Hablemos de cosas serias. De jazz español con vocación europea y alcance mundial. De la cantera gallega, que es imparable (el contrabajista Baldo Martínez y el pianista Abe Rábade plantaron una simiente que no deja de arrojar frutos ilusionantes), y de los remites con nombre femenino, que nos provocan una sensación más alentadora.

Hablemos de Lucía Martínez, una batería viguesa de 44 años a la que ya le había cundido muchísimo el tiempo, pero que ha encontrado una fascinante nueva forma de expresión con ese fantástico quinteto berlinés, The Fearless, que se ha convertido en su prolongación natural. El nombre de la banda es afortunado (Los Sin Miedo), y el de esta segunda entrega del tándem, elocuente: porque bien está apelar a la esperanza cuando disponemos de una banda sonora como esta, así de cautivadora y plural, tan capaz de completar en un suspiro la distancia entre la caricia y el pellizco, tan versátil a la hora de recorrer emociones divergentes en estos tres cuartos de hora que se vuelven, en su amenidad plural, gozosamente fugaces.

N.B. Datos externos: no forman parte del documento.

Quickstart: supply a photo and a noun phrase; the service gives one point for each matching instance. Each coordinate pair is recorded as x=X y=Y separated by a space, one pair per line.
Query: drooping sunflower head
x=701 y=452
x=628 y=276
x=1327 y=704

Basta comprobar, sin ir más lejos, cómo cada uno de los cuatro primeros cortes maneja coordenadas muy dispares para que se incremente nuestro entusiasmo por estos seis seres humanos luminosos. Hoffnung abre boca con el chispazo de las notas rápidas y entrecortadas, mientras Canción de otoño en Berlín hace bueno su título entregándonos una balada bellísima. Eu veño do fin do mundo se adentra en la magia de los inescrutables recovecos de la geografía gallega gracias a la voz telúrica y siempre misteriosa de la también gaitera Mercedes Peón (qué bien escogida la única colaboración del álbum). Por último, Nacida pra navegare completa la primera mitad con un precioso obstinato de trompa y clarinete (Morris Kliphuis y Benjamin Weidekamp, aunque cueste aprendernos los nombres) que deriva en una endiablada y muy emocionante digresión de la guitarra eléctrica de Ronny Graupe.

Hay muchos quilates en la escritura de Martínez, magnética y melancólica en Traio a forza das mareas, amante de los recovecos en la a ratos medio andaluza (Lucía es profesora en Sevilla) A língua da bolboreta chámase espiritrompa,precioso homenaje, por lo demás, a La lengua de las mariposas, de Manuel Rivas. Los créditos certifican que estas ocho piezas se registraron en los estudios berlineses de Bonello allá por enero de 2023, así que nos queda el interrogante de la demora en liberar una música tan hermosa. Ahora que ya está por fin entre nosotros, abracémosla.